Bazı dinleyenlerin konuşmayla ilgili fikirleri çok tuhaftı. Üniversite okumuş ve sosyalist fikirlerden etkilenmiş genç Bulgarlar, biz Hıristiyan sosyalistler olmalıyız dediler çünkü tüm insanlığa sevgiyi biz öğrettik. Bu fikirleri Müslümanlar arasında da yaysalar iyi olurdu.
Kendisi de toplantıya katılmış olan Bulgar Ortodoks patriği, “onları dinlemeyin” dedi, “onlar yalancılar ve hilekarlardır.” Söylediklerimizin gerçek, iyi ve tüm insanlık için yararlı olduğuna yanıt olarak ise şöyle dedi, “Evet, önce böyle şeyler öğretirler ama sonra yalan söyleyip sizi kandırırlar.” Müslümanlar söylenenleri unutmayıp yaydılar; bu sözlere Ermeniler de çok sevindi.

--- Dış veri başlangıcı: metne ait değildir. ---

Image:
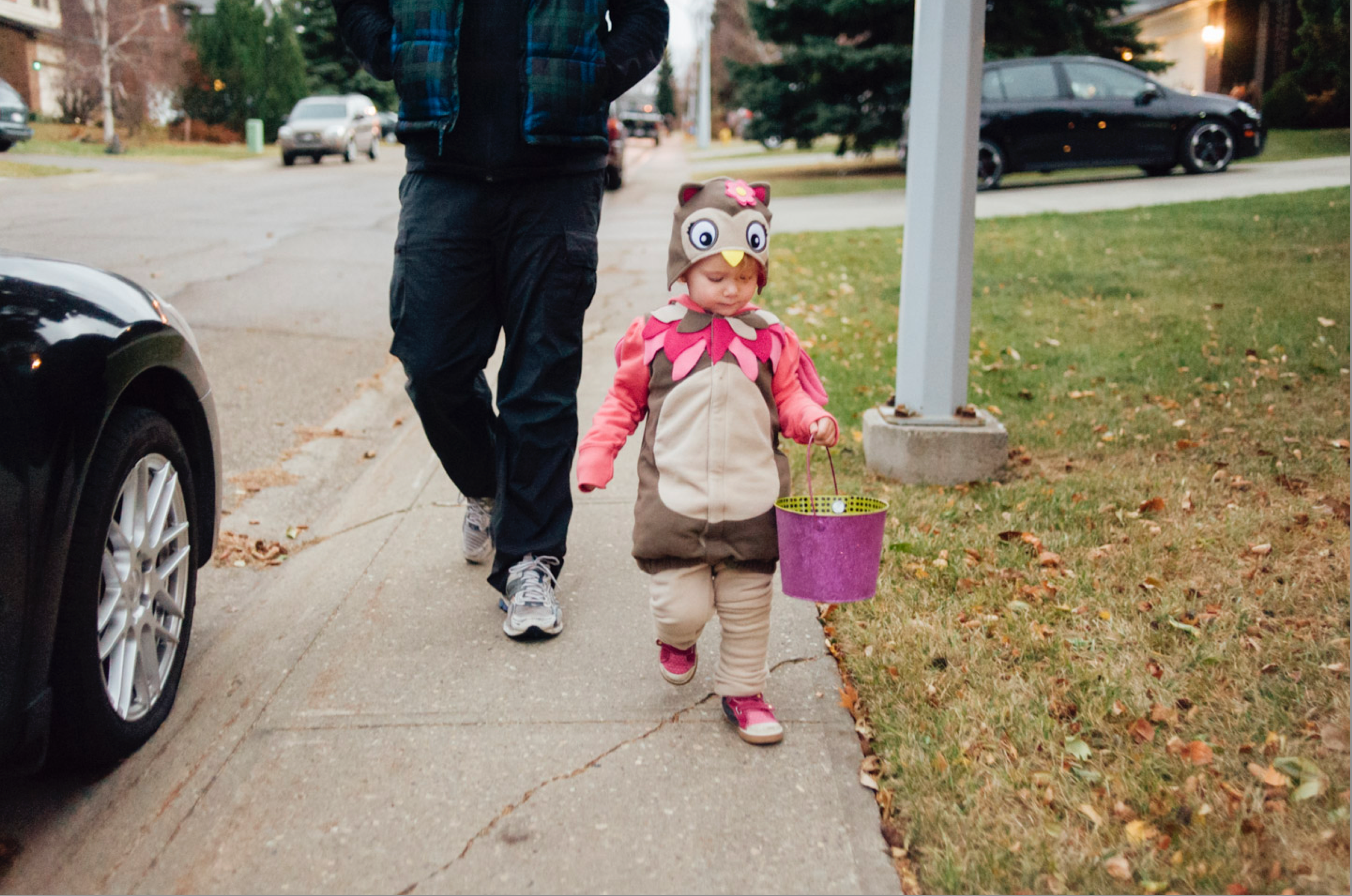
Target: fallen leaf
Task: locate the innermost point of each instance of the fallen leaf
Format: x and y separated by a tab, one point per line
1119	868
1184	626
1269	776
1200	753
1140	832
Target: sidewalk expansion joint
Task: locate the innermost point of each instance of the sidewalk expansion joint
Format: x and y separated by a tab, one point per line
595	761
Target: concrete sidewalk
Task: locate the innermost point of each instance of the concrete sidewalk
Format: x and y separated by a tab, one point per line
361	725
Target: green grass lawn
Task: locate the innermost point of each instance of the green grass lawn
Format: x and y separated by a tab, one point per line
881	172
9	168
1123	664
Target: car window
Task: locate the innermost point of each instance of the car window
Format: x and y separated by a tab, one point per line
10	96
320	110
992	87
1091	81
1035	81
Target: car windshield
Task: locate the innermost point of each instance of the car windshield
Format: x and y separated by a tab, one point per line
10	96
318	110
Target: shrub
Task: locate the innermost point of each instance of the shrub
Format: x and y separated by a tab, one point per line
1285	105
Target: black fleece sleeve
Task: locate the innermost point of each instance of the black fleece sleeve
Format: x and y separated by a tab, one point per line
365	27
636	42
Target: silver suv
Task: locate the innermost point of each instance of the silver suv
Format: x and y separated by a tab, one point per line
322	126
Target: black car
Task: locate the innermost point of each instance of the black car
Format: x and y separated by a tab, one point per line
110	487
1053	113
14	117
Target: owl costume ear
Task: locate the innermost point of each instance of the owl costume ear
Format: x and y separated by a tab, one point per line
720	215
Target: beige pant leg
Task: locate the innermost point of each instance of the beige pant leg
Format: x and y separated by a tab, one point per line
741	599
683	603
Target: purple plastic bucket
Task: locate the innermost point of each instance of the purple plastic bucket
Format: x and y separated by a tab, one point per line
831	546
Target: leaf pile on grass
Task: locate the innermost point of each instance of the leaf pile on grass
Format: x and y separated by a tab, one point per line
1123	665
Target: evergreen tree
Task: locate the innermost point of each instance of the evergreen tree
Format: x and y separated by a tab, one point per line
247	66
1323	53
666	92
846	65
331	66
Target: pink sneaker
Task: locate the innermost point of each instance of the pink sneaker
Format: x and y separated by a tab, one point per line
755	719
678	665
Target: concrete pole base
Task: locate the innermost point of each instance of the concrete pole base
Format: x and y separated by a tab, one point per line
933	455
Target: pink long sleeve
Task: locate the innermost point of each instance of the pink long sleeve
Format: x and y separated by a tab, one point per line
620	414
797	411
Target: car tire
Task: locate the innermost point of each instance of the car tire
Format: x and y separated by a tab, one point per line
125	592
1208	148
990	165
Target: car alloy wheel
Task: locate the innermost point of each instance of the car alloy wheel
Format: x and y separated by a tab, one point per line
1208	148
129	594
144	587
990	165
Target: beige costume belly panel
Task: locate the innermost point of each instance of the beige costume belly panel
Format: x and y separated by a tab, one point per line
713	448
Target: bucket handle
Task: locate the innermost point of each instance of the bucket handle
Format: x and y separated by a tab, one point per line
812	502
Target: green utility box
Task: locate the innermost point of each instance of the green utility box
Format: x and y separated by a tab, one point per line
253	134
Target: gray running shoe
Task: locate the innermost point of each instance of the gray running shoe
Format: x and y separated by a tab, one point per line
529	603
476	534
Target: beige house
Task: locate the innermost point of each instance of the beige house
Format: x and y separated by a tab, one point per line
1220	47
30	52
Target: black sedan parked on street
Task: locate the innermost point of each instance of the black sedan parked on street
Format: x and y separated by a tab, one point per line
110	487
1053	113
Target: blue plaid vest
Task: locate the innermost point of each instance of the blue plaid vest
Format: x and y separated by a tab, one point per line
564	65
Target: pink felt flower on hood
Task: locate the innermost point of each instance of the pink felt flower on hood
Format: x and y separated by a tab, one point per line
740	192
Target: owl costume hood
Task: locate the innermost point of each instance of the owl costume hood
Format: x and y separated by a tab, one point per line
720	217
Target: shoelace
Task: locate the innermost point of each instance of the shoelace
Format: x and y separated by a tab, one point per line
535	572
481	517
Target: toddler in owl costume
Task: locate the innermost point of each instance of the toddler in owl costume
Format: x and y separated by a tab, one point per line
718	382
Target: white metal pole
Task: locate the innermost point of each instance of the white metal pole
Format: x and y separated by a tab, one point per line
935	321
705	80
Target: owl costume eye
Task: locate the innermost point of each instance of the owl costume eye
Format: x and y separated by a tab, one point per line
703	234
756	236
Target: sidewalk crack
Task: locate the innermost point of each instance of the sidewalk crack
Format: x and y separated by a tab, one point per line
525	798
511	807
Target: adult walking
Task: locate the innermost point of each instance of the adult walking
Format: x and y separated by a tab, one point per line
503	108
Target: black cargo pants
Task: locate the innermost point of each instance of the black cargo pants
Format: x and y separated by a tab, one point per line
475	260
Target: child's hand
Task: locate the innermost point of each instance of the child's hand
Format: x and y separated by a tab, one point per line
822	431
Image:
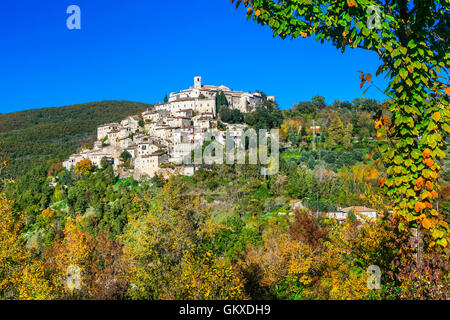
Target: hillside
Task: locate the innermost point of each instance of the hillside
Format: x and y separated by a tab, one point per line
30	137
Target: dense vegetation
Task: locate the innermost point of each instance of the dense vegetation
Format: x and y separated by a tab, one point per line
33	136
225	233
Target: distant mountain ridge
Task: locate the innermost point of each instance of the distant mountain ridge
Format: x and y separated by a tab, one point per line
31	137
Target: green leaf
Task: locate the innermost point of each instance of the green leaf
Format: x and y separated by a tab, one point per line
403	73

Ruhsal ve ahlaki konular hakkında yazılar ve kitapçıklar okuyamamış olan Müslümanlar arasında gerçeğe duyulan açlık, bu gezi ile bir kez daha kanıtlanmış oldu.
Eve döndüğüm zaman Müslümanlar tarafından yazılmış çeşitli sorular buldum masamda, örneğin: “Hıristiyanlık ve İslam arasındaki fark nedir?” “Kutsal Ruh ile Gerçeğin Ruhu arasındaki ve peygamberlerin rolü ile Tanrı Sözünün öğretmenleri arasındaki fark nedir?”